Students need nothing but a browser. No local toolchain, no Python install, no Docker. The entire loop runs on GitHub.

Why

First-year programming students get stuck on small mechanical errors that are obvious to a human TA and invisible to a traditional autograder. An LLM tutor that reads the code and the failing test output can unblock those moments in seconds — and we can measure whether that help actually helps.

The students don't have to be CS majors. The two courses it powers today are engineering courses at Tech University of Korea — CPF (Computer Programming Fundamentals) for first-year engineering students, and ECA (Engineering Computational Analysis) for juniors who need programming as a means to domain work rather than as an end.

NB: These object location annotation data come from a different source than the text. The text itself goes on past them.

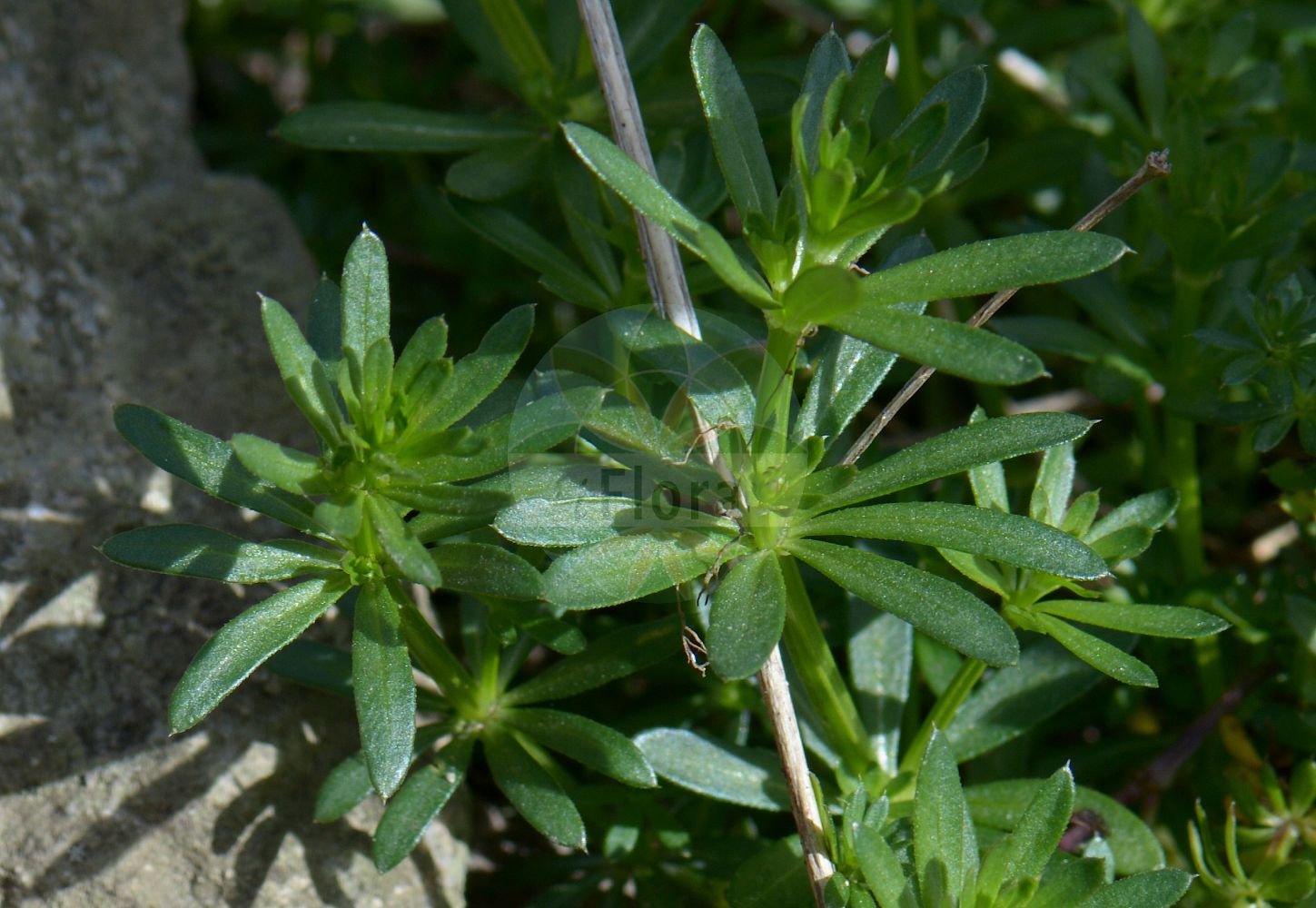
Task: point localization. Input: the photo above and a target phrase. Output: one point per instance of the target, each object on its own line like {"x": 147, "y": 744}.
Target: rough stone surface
{"x": 128, "y": 272}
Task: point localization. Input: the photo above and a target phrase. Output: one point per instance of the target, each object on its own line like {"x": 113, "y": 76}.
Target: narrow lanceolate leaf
{"x": 747, "y": 615}
{"x": 383, "y": 686}
{"x": 944, "y": 845}
{"x": 477, "y": 375}
{"x": 1157, "y": 888}
{"x": 365, "y": 295}
{"x": 949, "y": 346}
{"x": 1034, "y": 841}
{"x": 533, "y": 791}
{"x": 210, "y": 463}
{"x": 295, "y": 360}
{"x": 635, "y": 565}
{"x": 243, "y": 644}
{"x": 606, "y": 659}
{"x": 1139, "y": 618}
{"x": 380, "y": 126}
{"x": 991, "y": 265}
{"x": 419, "y": 802}
{"x": 191, "y": 550}
{"x": 741, "y": 775}
{"x": 733, "y": 128}
{"x": 586, "y": 741}
{"x": 958, "y": 450}
{"x": 287, "y": 468}
{"x": 937, "y": 607}
{"x": 486, "y": 568}
{"x": 1105, "y": 658}
{"x": 986, "y": 532}
{"x": 403, "y": 549}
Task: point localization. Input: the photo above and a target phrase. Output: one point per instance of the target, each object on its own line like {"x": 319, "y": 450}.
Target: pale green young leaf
{"x": 740, "y": 775}
{"x": 733, "y": 128}
{"x": 241, "y": 645}
{"x": 383, "y": 686}
{"x": 747, "y": 616}
{"x": 533, "y": 791}
{"x": 986, "y": 532}
{"x": 586, "y": 741}
{"x": 940, "y": 608}
{"x": 991, "y": 265}
{"x": 191, "y": 550}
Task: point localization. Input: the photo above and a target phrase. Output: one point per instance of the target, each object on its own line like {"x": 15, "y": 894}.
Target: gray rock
{"x": 129, "y": 272}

The same pipeline should work for any Python or C++ homework in any lab.

The zero-install design — nothing runs on the student's machine; everything runs in GitHub's cloud — was originally for freshmen with weak laptops. The same property makes the platform deployable anywhere with internet: LMIC universities, budget-constrained schools, or classrooms on satellite internet. Bringing personalized feedback to students who would otherwise have none is a direction we are actively working toward.

One more thing worth saying out loud: most of this platform's configuration — Dockerfiles, GitHub Actions workflows, grader and assignment templates, and this landing page — was built with help from several LLM coding assistants. The tools we teach about are the tools we use.

Try it

The fastest way to feel the loop is to accept a demo assignment yourself. Each link opens a GitHub Classroom invite hosted under the try-ai-tutor demo organization; accepting creates a private repo with your username. Push a change, watch CI grade it, read the tutor's feedback.

020 — Rectangle area (code)
Write exercise.py; the grader runs it against a hidden test suite and the tutor explains what went wrong (or right).
020p — Rectangle area (prompt-only)
Write a prompt. An LLM turns it into code. The code gets graded. If it fails, the tutor tells you which detail your prompt was missing. Covered in the demo video below.

You'll need a GitHub account. No local setup is required. If accepting fails with a 500 error, the repo is created but you are not added as a collaborator — please reach out via the contact form with your GitHub username and the assignment name so we can add you manually.

Architecture

At the coarsest level, three independent pieces talk through GitHub:

Grader image
Docker · GHCR
tests + AI tutor baked in

→

Student repo
GitHub Classroom
one per student, per assignment

→

Collector
actions-collector
harvests every run

Grader image — a private Docker image per assignment (ghcr.io/kangwonlee/python-pytest-NNN) containing pytest, style checks, the LLM tutor, and the hidden test cases.
Student repo — created by GitHub Classroom from a public homework template. A thin workflow pulls the grader image and runs it on every push.
Collector — a separate tool that walks every org and archives run logs, scores, and commit trajectories into a local dataset for research.
Owl / Canary — the meta-test framework that grades the graders, so a regression in the autograder is caught before it reaches students.

Each piece is a separately versioned repository under try-ai-tutor and kangwonlee. The LLM tutor ships with configs for Gemini, Claude, Grok, Perplexity, and NVIDIA NIM out of the box, and any OpenAI-compatible REST endpoint can be added by subclassing a small config class. Replacing one piece does not touch the others.

Videos

RoboRacer Lab 02 — autonomous-vehicle AEB demo

The platform applied to F1Tenth autonomous-racing coursework: a safety_node graded against unit tests, closed-loop physics, and an AI tutor. Full write-up on the Lab 02 page.

Prompt-only assignment — 020p area demo

Silent screen capture. A prompt-only assignment: a vague first prompt earns 2/5 and the tutor names the missing details; a revised prompt earns 5/5.

PyCon Korea 2024 — infrastructure walkthrough

Conference talk covering the build-push / Classroom / auto-grading pipeline.